What languages are good for writing a web crawler?

views:

178

answers:

+1 Q:

What languages are good for writing a web crawler?

I have substantial PHP experience, although I realize that PHP probably isn't the best language for a large-scale web crawler because a process can't run indefinitely. What languages do people suggest?

+1 A:

C++ - if you know what you're doing. You will not need a web server and a web application, because a web crawler is just a client, after all.

cripox 2010-09-08 01:34:58

True! I guess I just need to interface it with a DB of sorts... any thoughts on Python?

Shamoon 2010-09-08 01:35:41

PHP does not require a web server to use the CLI version of it. Just an "extra information" tidbit.

Brad F Jacobs 2010-09-08 01:36:39

Well.. PHP can run in CLI, but it'll still overflow memory shortly, no?

Shamoon 2010-09-08 01:37:30

No clue, never tried to create such an application in PHP. I would imagine so, however.

Brad F Jacobs 2010-09-08 01:39:33

I think PHP would work pretty well, really. You can raise the amount of memory a process is allowed to consume, the time it's allowed to run, etc. You can let threads die after a while, just keep track of what still needs to be indexed in a database or something, and have new threads pick up where the old ones left off.

no 2010-09-08 01:52:55

Unless you encounter a bug in PHP which causes a memory leak somewhere, you shouldn't have any problem with it running for extended periods of time. You just need to keep the used memory to a minimum, something you'd need to do in any other language as well.

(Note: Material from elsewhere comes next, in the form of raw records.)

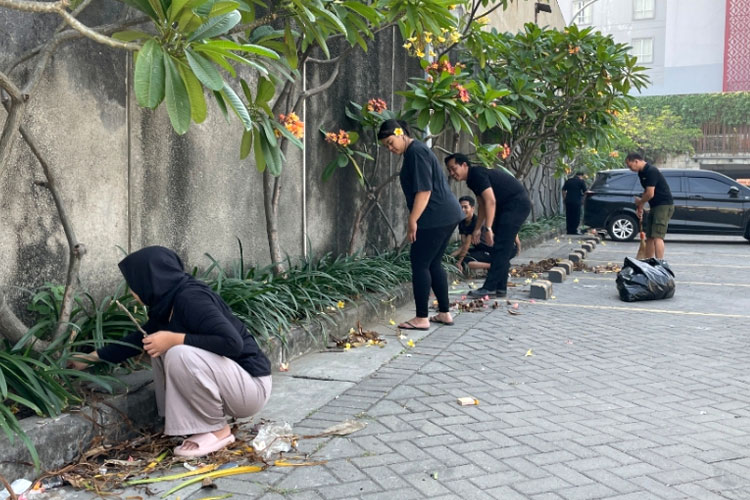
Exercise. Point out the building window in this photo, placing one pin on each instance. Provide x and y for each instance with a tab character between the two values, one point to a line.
644	9
584	16
643	49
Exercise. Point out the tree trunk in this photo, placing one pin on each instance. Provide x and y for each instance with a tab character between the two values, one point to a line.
271	188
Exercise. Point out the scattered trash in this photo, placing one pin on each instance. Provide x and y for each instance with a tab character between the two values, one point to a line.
287	463
359	337
468	401
344	428
650	279
533	269
273	438
219	473
18	486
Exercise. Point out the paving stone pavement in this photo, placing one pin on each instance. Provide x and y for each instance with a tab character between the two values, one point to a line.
581	397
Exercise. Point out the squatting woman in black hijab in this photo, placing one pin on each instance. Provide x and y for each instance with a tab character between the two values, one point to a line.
206	364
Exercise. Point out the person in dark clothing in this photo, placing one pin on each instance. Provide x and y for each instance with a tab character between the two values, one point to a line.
206	364
659	197
434	213
503	208
573	190
476	256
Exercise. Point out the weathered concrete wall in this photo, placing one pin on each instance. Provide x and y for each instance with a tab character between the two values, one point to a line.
128	180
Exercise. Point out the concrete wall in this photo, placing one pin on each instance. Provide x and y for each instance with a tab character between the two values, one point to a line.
128	181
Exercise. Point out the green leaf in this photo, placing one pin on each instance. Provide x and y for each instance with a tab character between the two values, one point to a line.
221	8
195	94
149	75
238	106
247	47
144	6
260	159
204	70
178	102
246	144
216	26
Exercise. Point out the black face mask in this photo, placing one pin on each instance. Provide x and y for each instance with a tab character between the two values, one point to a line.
155	274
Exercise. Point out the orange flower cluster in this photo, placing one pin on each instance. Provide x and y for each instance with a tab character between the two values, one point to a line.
444	66
463	94
376	105
293	124
342	138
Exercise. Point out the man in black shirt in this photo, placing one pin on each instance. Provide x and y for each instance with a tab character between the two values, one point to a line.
659	197
503	207
476	256
573	191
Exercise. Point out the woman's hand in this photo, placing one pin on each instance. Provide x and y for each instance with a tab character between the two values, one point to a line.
411	230
81	361
158	343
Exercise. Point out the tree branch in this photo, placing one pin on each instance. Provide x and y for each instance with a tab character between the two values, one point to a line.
59	9
15	110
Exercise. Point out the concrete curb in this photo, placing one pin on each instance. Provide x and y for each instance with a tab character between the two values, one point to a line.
61	439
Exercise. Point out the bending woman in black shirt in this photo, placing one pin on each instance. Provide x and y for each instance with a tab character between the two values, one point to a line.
206	365
434	213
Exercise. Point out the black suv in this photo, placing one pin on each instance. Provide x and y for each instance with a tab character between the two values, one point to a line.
705	202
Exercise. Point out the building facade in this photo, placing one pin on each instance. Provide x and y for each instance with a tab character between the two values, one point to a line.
689	46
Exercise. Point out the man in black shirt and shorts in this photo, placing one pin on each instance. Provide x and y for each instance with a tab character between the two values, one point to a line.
474	256
659	197
503	208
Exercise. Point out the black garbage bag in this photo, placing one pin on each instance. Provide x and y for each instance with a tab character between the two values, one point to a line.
649	279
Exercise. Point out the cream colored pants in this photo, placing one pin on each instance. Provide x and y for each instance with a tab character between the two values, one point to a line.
196	390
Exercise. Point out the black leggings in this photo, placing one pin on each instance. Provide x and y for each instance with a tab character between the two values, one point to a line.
427	271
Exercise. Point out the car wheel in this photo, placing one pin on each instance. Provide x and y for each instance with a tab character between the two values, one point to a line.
622	227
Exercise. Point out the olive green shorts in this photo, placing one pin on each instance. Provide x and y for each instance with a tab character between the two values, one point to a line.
655	222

deceze 2010-09-08 02:03:04

+4 A:

Any language you can easily use with a good network library and support for parsing the formats you want to crawl. Those are really the only qualifications.

Chuck 2010-09-08 01:37:01

Those are the qualifications for it being *possible*, but I'd think the qualifications for it being a *good* language to do so in are a bit stricter (speed comes to mind especially).

peachykeen 2010-09-08 01:51:09

@peachykeen: It's possible without the latter two — it would just be more work. As for speed, I suppose INTERCAL is probably a poor choice for a crawler, but I don't see why speed is more important for a webcrawler than any other kind of program (especially given that a Web-anything is extremely likely to be IO-bound). Your crawler would have to be pretty slow for its execution time to overwhelm the latency of the Web.

Chuck 2010-09-08 01:59:40

@Chuck: Probably, but it's still something I'd consider. I wouldn't run the crawler on its own server, so it would need to share time with my desktop or server. Plus, I've seen some nasty pages that take a measurable time to load in most HTML parsers, so you'd have to be careful there. Network is probably your bottleneck, but IMO speed is worth a brief mention. :)

peachykeen 2010-09-08 02:12:42

And, not less important, another qualification is "a language that allows you do do comfortably everything else than crawling". It makes a difference whether you're just collecting, processing, *heavy* processing or whatever you're doing with data.

Chubas 2010-09-08 07:03:38

+5 A:

Most languages would probably be a reasonable fit, the critical components are

Libraries to deal with the Internet Protcols
Libraries to deal with regular expressions
Libraries to parse HTML content

Today most languages have libraries with good support for the above, of course you will need some way to persist the results that might be a database of some sorts.

The more important thing rather than the language is understanding all concepts you need to deal with. Here are some Python examples that might help get you started.

http://www.example-code.com/python/pythonspider.asp

Chris Taylor 2010-09-08 01:40:16

+1 A:

You could consider using a combination of python and PyGtkMozEmbed or PyWebKitGtk plus javascript to create your spider.

The spidering could be done in javascript after the page and all other scripts have loaded.

You'd have one of the few web spiders that supports javascript, and might pick up some hidden stuff the others don't see :)

no 2010-09-08 01:43:48

C# and C++ are probably the best two languages for this, it's just a matter of which you know better and which is faster (C# is probably easier).

I wouldn't recommend Python, Javascript, or PHP. They will usually be slower in text processing compared to a C-family language. If you're looking to crawl any significant chunk of the web, you'll need all the speed you can get.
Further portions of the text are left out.